Arrastrados al conflicto, México y Costa Rica hubiesen perdido estabilidad, soberanía, y honor. Opuestos por las corrientes más timoratas, ciegas o falsamente realistas de sus respectivos países, De la Madrid y Arias apostaron a que la historia les daría la razón. Se las dio.

Oscar Arias, en particular, debe sentirse satisfecho de no haber entregado a su pequeño pero grande país, Costa Rica, a una sumisión que hubiese minado lo que los costarricenses han logrado en términos de vida democrática, desarrollo económico y social e independencia nacional: un legado singular y precioso en Centroamérica y en toda la América Latina.

El esfuerzo de Oscar Arias en circunstancias adversas, presionado por los poderosos y mal visto por los ciegos, sentó las bases para una paz duradera construida, por desgracia, sobre casi 100 mil muertos en las guerras de la región. Pero gracias a él, el istmo del dolor es hoy istmo de la esperanza.

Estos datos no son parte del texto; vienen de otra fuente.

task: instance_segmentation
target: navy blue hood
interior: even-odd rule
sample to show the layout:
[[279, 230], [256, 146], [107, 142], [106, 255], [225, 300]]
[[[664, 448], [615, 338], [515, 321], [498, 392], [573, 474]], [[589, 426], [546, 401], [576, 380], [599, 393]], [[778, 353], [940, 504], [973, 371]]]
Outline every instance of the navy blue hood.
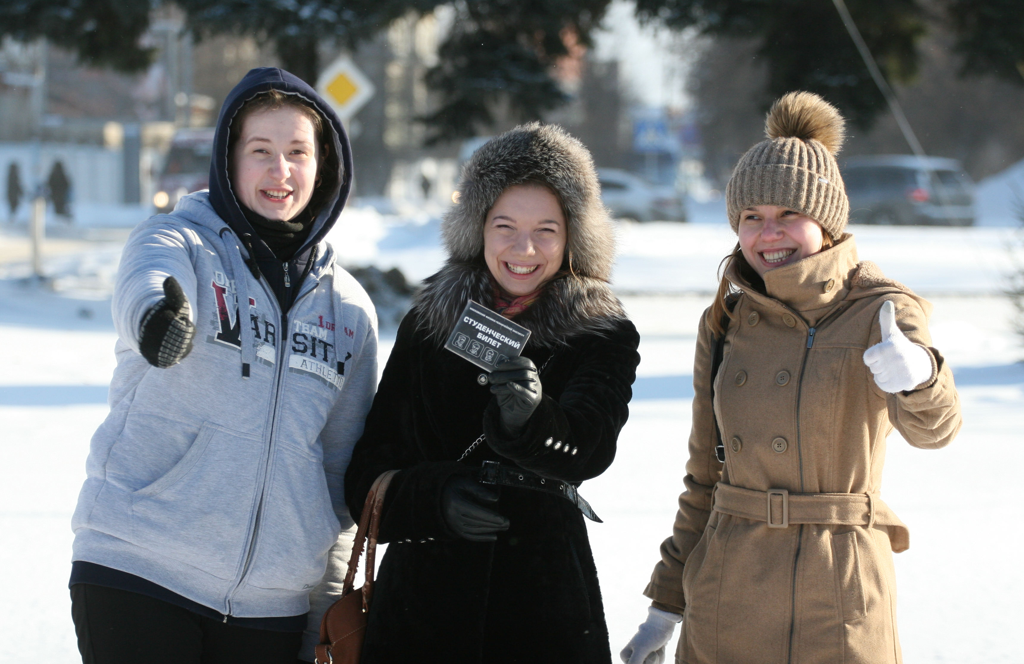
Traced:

Pocos hombres han merecido, con más justicia, el Premio Nobel de la Paz. Pero Oscar Arias, lejos de dormirse sobre los laureles escandinavos, ha sentido que su premio es más que una recompensa: es una obligación para continuar la lucha por la paz en su más arduo y peligroso terreno actual, la reanudación de las carreras armamentistas en América Latina y el mundo.

Oscar Arias, activamente, ha participado en las campañas que condujeron a la abolición total de las fuerzas armadas en Costa Rica desde antes, y luego en Panamá y Haití. Ha abogado porque los países latinoamericanos acepten una moratoria de dos años antes de decidirse a adquirir armas de alta tecnología. Ha recalcado que la América Latina no necesita escuadrones militares sino brigadas de educadores... Ha precisado que los cinco miembros permanentes del Consejo de Seguridad de la ONU son los principales proveedores de armas al mundo subdesarrollado.

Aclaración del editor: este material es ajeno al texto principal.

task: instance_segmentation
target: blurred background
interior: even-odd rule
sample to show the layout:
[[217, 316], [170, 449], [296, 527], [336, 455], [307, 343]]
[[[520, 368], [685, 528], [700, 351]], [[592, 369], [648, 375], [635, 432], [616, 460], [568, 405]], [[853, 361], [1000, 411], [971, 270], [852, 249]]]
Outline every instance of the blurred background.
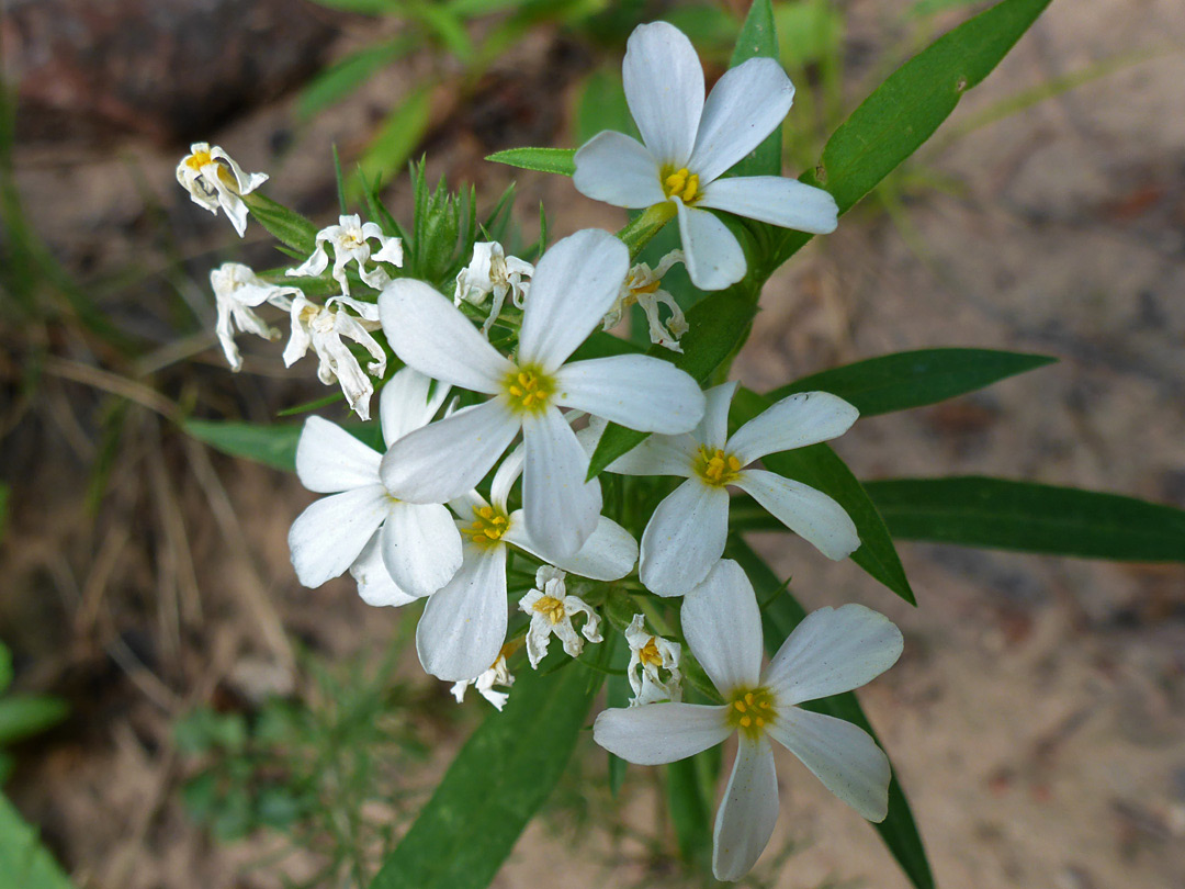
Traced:
[[[79, 887], [364, 885], [488, 708], [457, 708], [414, 619], [352, 582], [299, 587], [296, 479], [216, 454], [190, 417], [275, 421], [325, 396], [312, 359], [213, 337], [209, 271], [284, 257], [194, 206], [173, 170], [222, 145], [335, 222], [333, 148], [517, 180], [521, 237], [615, 230], [562, 177], [487, 164], [621, 120], [620, 63], [666, 18], [726, 66], [747, 2], [7, 0], [0, 5], [0, 642], [30, 703], [4, 792]], [[891, 70], [984, 8], [779, 0], [798, 85], [787, 171]], [[1179, 0], [1055, 2], [937, 135], [762, 296], [735, 366], [764, 390], [861, 358], [984, 346], [1059, 362], [861, 421], [861, 478], [994, 474], [1185, 507], [1185, 17]], [[622, 124], [623, 126], [623, 124]], [[340, 420], [340, 404], [321, 411]], [[854, 565], [754, 541], [808, 607], [859, 601], [907, 637], [861, 693], [940, 885], [1185, 885], [1185, 570], [903, 544], [910, 609]], [[7, 658], [0, 657], [0, 686]], [[474, 698], [476, 701], [476, 698]], [[4, 727], [0, 727], [0, 731]], [[805, 769], [754, 885], [902, 887]], [[498, 887], [698, 884], [656, 776], [620, 802], [581, 754]], [[0, 884], [4, 875], [0, 874]]]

A las campañas contra la transferencia de drogas, Arias pide que se una la campaña contra la transferencia de armas. No se puede argumentar, como lo hace Estados Unidos, que la venta de armas es buena porque crea empleo en la unión americana. Lo mismo podrían decir Bolivia y Colombia de la transferencia de drogas: genera empleo. Es intolerable, nos dice, que desde el fin de la guerra fría en 1990, los países ricos hayan vendido armas por valor de 115 millones de dólares a los países pobres. No es así como se podrán recuperar los centroamericanos devastados por 40 años de conflicto armado. Con razón señala Arias ``el peligro de que el desencanto de los pueblos con la democracia pudiera llevarnos de nuevo a la ingobernabilidad y, peor aún, a la violencia''. Con razón denuncia que el proceso de desmilitarización centroamericano ``se encuentra en peligro ante la incitación comercial de la industria militar de los países desarrollados, apoyada en muchos casos por la diplomacia de sus gobiernos''. Con razón advierte que en ``la pobreza germina la semilla de la inestabilidad social y la desesperación, deslegitimadoras de cualquier gobierno que se declare democrático''.

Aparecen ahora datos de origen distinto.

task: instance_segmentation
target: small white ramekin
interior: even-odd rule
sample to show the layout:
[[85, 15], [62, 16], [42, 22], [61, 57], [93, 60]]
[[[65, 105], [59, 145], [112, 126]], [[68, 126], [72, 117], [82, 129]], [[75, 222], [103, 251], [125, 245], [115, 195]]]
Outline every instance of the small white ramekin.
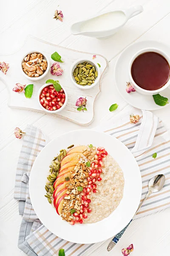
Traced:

Con razón nos recuerda que, en la guerra moderna, 90 por ciento de las víctimas son civiles.

En nombre propio y de Gabriel García Márquez, copatrocinador de la Cátedra Latinoamericana Julio Cortázar, doy la más cordial bienvenida al bello recinto, pintado por Orozco, de la Universidad de Guadalajara, al defensor de Costa Rica, pacificador de Centroamérica, digno presidente de su país y merecidísimo Premio Nobel de la Paz, mi amigo don Oscar Arias Sánchez.

Texto leído en la Universidad de Guadalajara el sábado 6 de diciembre.